Roget calls on Rowley to address $4.6 billion pension deficit | Local company

Oil Field Workers’ Union (OWTU) General President Ancel Roget is begging Prime Minister Dr Keith Rowley to address the $4.6 billion Petrotrin Employees’ Pension Scheme (PEPP) shortfall for “more than 5,000 retirees”. He also called on Rowley to put in place a medical plan comparable to the Petrotrin Medical Plan for retirees and former active employees and to reopen all former Petrotrin Medical Centers and Augustus Long Hospital to provide needed medical care to desperate retirees. need critical medical care.

Roget was speaking at a protest opposite Rowley’s Whitehall office in Maraval Road, Port of Spain on Friday.
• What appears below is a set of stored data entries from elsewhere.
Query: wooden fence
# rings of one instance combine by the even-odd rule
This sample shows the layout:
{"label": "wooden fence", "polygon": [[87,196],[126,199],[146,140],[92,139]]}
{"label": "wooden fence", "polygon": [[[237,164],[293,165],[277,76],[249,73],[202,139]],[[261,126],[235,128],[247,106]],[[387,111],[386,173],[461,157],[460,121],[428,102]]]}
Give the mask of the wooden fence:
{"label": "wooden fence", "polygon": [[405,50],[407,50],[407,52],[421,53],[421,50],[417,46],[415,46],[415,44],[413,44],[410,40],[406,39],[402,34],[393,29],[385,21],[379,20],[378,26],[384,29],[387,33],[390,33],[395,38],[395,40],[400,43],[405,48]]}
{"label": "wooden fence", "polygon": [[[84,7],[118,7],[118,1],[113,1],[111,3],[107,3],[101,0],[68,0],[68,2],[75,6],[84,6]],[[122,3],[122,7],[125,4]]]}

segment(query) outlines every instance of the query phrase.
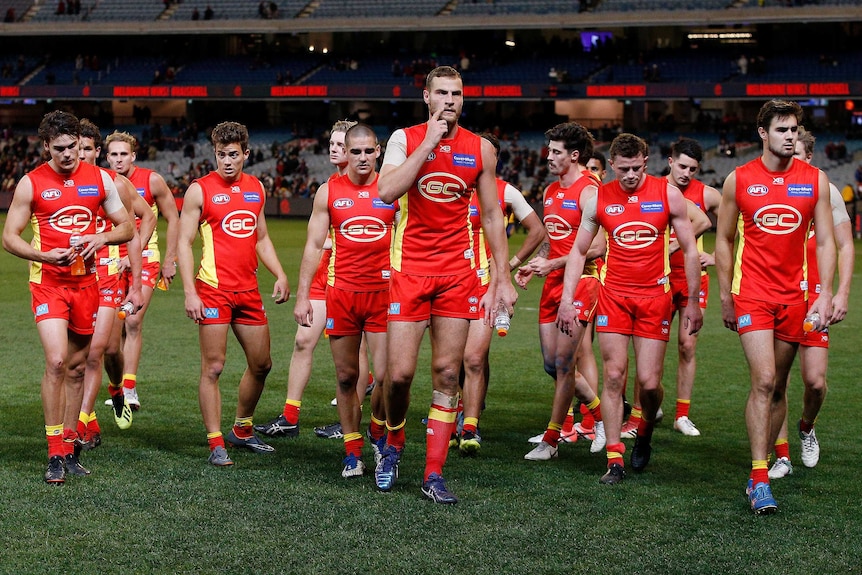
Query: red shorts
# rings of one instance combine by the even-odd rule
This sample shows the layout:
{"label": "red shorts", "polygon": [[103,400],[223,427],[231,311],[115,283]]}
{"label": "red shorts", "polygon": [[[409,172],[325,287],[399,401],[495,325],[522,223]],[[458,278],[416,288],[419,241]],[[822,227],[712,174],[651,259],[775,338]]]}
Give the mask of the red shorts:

OWTU General Secretary Richard Lee, Education and Research Officer Ozzi Warwick, members of the ‘Blue Shirt Army’ and retirees Stephen Tang and Victor Joseph also attended. The consensus among them was that Rowley had disrespected them by not responding to a letter addressed to him on March 25.

During his remarks, Roget said: “It was good for Rowley to collect his pension. We accept that he is entitled to certain conditions. It is good for me, but not for pensioners. Our problem is the life over death. Retirement policies continue to be loss making. They are legally entitled to it.”

An excerpt from the letter read: “With the closure of Petrotrin and the dismissal of all its workers on November 30, 2018, the existing medical plan for workers and retirees has been terminated. All medical centers like Pointe-à-Pierre, Pt Fortin, Trinmar, Santa Flora, Forest Reserve, Penal, Guayaguayare and Augustus Long have been closed. An actuarial report indicates that as of December 30, 2019, the pension plan deficit was $4.6 billion.

He added: “At the time of Petrotrin’s closure, the government made a commitment to fund the plan’s existing deficit to ensure the preservation of all benefits for plan participants. Since there are no more workers to contribute, withholding funding for this deficit can only exacerbate the situation and threaten the plan’s future viability. This will result in the loss of pension for those retirees and deferred retirees who have religiously contributed financially to the scheme during their working years.

The troubles of retirees

Sharing his sentiments, Joseph, 75, a San Fernando resident who struggles with high blood pressure and diabetes, said, “I retired on May 30, 2007. The plan was closed in 2018. This been 15 years. Either they open the various medical centers and pharmacies. I have to pay $300 for a doctor’s visit and about $1,400 at the pharmacy. I don’t have a dentist or optician.

I have to pay $1,800 for blood tests. I have to pay $3,000 to the optician. It could double. My pension has gone down. I have to cut down on nutritious foods. I keep in shape with gardening. I used to travel to the United States and the Caribbean every year. I went to Poland and Paris. But I can’t travel now.

Joseph added: “I think the finance minister (Colm Imbert) should tell us where the money is coming from. We would get the COLA and that cannot happen now because the pension plan is not increasing. We don’t know how long this will last. By September, we must receive another actuary’s report. »

Seeking the interest of his colleagues and his wife, Joseph added: “There are people who buy drugs piecemeal. They are sick and bedridden. I signed my spouse should be able to take advantage of it.

If I were to die, my spouse should be able to benefit from 50% medical treatment. Nobody is working now. So no one contributes to it. With today’s standards, this is far from the case.